Against this history, one might expect Miranda’s casting decision to have been the musical’s most audacious move. Indeed, the historian Ron Chernow, the author of the definitive biography of Hamilton and the scholar with whom Miranda consulted while writing the musical, was initially “shocked” by the proposition. But according to McCarter, within “five minutes” the historian became “what he calls a ‘militant’ defender of the idea that actors of any race could play the Founding Fathers.” Chernow’s response has been characteristic. Perhaps the most striking aspect of the musical’s reception is that Miranda’s casting decision has been virtually noncontroversial. It is almost as if the story of America’s nonwhite citizens no longer functions as the tragic underside of the American narrative—as if the structural relationship that Ellison describes between the mask of American identity and the face behind the mask has disappeared, replaced by the idea that now all faces are fungible and any one will do as well in place of another.
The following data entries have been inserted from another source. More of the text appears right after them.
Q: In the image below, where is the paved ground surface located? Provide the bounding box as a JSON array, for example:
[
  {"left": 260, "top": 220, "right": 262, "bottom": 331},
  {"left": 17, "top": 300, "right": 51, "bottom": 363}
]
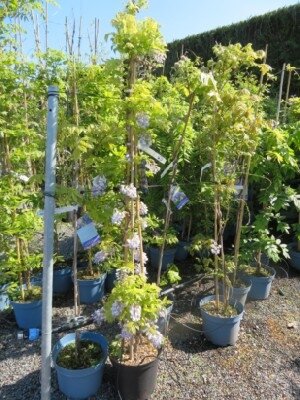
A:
[{"left": 0, "top": 265, "right": 300, "bottom": 400}]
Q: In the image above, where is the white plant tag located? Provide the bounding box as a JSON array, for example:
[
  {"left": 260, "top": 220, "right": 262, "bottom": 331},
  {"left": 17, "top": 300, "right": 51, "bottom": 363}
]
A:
[
  {"left": 37, "top": 205, "right": 78, "bottom": 217},
  {"left": 138, "top": 140, "right": 167, "bottom": 164},
  {"left": 77, "top": 214, "right": 100, "bottom": 250},
  {"left": 171, "top": 186, "right": 189, "bottom": 210},
  {"left": 160, "top": 161, "right": 174, "bottom": 178},
  {"left": 234, "top": 183, "right": 248, "bottom": 200}
]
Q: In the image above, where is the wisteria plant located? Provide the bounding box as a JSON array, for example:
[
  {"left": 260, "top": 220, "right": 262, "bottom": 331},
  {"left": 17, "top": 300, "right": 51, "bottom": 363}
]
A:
[{"left": 94, "top": 0, "right": 168, "bottom": 363}]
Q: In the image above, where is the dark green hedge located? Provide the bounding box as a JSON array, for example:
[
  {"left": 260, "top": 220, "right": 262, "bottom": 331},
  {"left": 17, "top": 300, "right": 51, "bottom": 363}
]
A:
[{"left": 165, "top": 4, "right": 300, "bottom": 94}]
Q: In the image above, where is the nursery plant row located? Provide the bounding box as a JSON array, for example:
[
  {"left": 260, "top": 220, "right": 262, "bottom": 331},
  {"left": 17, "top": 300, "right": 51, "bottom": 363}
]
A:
[{"left": 0, "top": 0, "right": 300, "bottom": 400}]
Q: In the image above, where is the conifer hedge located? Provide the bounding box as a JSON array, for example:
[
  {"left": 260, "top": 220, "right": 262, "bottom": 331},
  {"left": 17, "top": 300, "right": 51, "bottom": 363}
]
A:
[{"left": 165, "top": 3, "right": 300, "bottom": 95}]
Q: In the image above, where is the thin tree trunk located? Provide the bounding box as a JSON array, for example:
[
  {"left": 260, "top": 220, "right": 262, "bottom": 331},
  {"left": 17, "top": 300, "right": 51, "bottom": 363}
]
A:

Or to put the matter slightly differently, in portraying the founding fathers, Hamilton’s actors could also be seen as doing little more than playing themselves. As Ellison’s protagonist in the novel Invisible Man (1952) intones in the story’s epilogue, the responsibility of affirming the nation’s principles had devolved upon those who had been “brutalized and sacrificed” in the name of the very ideals that had failed to protect them. The paradox that Ellison was trying to assert was that this experience of rejection and exclusion had not placed the victims of the nation’s shortcomings outside of its principles. Rather it had transformed them into authoritative voices for those principles because, according to Ellison’s novel, black Americans “were older than” their white fellow citizens “in the sense of what it took to live in the world with others,” which in social terms is what democracy may be said to be all about. So, when the cast members of Hamilton advised then vice-president-elect Mike Pence, who attended a performance of the musical last November, of their “hope that this show has inspired you to uphold our American values and to work on behalf of all of us,” they were perhaps expressing the hope that the “mongrel stage” could at long last voice the nation’s principles in affirmation and not as parody.